То, что фаустовская культура является культурой воли,
есть лишь иное выражение преимущественно исторической предрасположенности ее души. «Я» в словоупотреблении (ego habeo factum), а значит, динамическое построение фразы с точностью воспроизводит тот стиль действий, который следует из этой предрасположенности и со своей энергией направления господствует не только в картине «мира как истории», но и в самой нашей истории. Это «я» вздымается кверху в готической архитектуре; шпили и контрфорсы – это «я», и потому вся вообще фаустовская этика – это сплошное «ввысь»: от Фомы Аквинского и до Канта мы видим здесь совершенствование «я», нравственную работу над «я», оправдание «я» верой и благими делами, уважительное отношение к «ты» в ближнем ради собственного «я» и его спасения; и, наконец, высочайшее: бессмертие «я».Именно это-то и представляется подлинному русскому суетным, это-то он здесь и презирает. Русская, безвольная душа, прасимволом которой является бесконечная равнина[270]

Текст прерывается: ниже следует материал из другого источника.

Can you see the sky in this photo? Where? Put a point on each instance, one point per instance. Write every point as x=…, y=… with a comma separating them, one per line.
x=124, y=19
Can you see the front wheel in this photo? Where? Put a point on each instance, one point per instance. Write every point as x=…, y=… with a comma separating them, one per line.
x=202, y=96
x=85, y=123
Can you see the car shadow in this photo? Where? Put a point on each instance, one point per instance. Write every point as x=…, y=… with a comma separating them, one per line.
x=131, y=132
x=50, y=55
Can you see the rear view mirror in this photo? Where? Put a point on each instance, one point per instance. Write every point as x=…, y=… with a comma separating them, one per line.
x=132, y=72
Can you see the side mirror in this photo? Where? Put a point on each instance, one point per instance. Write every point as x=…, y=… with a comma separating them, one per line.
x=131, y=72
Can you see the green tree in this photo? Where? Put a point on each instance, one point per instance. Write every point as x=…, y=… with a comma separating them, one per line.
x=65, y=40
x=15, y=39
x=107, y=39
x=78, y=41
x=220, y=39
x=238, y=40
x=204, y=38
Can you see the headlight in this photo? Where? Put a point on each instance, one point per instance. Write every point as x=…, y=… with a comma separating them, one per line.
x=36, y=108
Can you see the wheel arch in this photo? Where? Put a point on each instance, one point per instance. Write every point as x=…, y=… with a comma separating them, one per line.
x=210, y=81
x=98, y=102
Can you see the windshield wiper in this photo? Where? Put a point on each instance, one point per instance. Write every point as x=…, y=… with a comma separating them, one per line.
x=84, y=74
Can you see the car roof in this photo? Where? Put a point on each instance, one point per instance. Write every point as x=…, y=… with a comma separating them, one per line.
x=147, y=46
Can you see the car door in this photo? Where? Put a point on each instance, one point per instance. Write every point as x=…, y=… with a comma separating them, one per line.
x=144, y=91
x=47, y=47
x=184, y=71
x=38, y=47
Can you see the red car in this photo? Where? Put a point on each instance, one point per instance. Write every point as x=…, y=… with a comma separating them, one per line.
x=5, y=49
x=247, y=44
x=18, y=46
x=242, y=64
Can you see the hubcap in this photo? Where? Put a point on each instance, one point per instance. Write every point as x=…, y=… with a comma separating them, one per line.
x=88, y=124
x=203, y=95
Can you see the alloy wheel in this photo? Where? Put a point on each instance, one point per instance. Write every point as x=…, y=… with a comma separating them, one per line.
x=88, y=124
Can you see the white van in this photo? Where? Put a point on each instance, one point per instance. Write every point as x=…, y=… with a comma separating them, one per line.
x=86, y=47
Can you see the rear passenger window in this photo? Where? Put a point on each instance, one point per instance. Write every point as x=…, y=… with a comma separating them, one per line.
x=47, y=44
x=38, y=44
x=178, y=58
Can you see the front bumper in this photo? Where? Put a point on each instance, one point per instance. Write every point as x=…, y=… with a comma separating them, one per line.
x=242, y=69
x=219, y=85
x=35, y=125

, пытается, услужая и безымянно, вся без остатка раствориться в братском мире, в горизонтальном. Помышлять о ближнем, отправляясь от себя, нравственно возвышать себя посредством любви к ближнему, желать покаяться самому – все это для русского признаки западного тщеславия и кощунственно, как и желание наших соборов пробиться к небу в противоположность усеянной куполами равнине крыш русских церквей. Герой Толстого Нехлюдов шлифует свое нравственное «я», словно ногти, и потому Толстой принадлежит к петринистскому псевдоморфозу. Напротив того, Раскольников – это всего лишь некто в «мы». Его грех – это всеобщий грех[271]. Уже только рассматривать свои грехи как что-то принадлежащее лишь тебе говорит о надменности и тщеславии. Нечто близкое этому лежит в основе также и магического образа души. «Если кто придет ко мне, – говорит Иисус (Лк. 14: 26), – и не возненавидит отца, мать, жену, братьев и сестер, но прежде всего свое собственное „я“ (τὴν ἑαυτου ψυχήν), он не сможет быть моим учеником». Исходя из данного ощущения он называет себя «дитя человеческое»[272]. Также и consensus правоверных безличен и проклинает «я» как грех, и сюда же относится подлинно русское понятие «правды» как безымянного согласия призванных.Античный человек, всецело принадлежащий настоящему, также лишен этой нашей господствующей над миром и душой энергии направления, которая собирает все чувственные впечатления в порыв, устремленный вдаль, а все внутренние переживания толкует в смысле будущего. Он «безволен». Античная идея судьбы не оставляет на этот счет никаких сомнений, а еще того меньше – символ дорической колонны. Если борьба между мышлением и волей является потайной темой всех значительных портретов начиная с ван Эйка и до Маре, то в античных портретах не может содержаться ничего подобного, ибо в античных образах души рядом с мышлением (νους), внутренним Зевсом, содержатся аисторические единицы животных и растительных побуждений (θυμóς и ἐπιθυμία) – всецело телесно, совершенно без сознательного порыва и стремления к цели.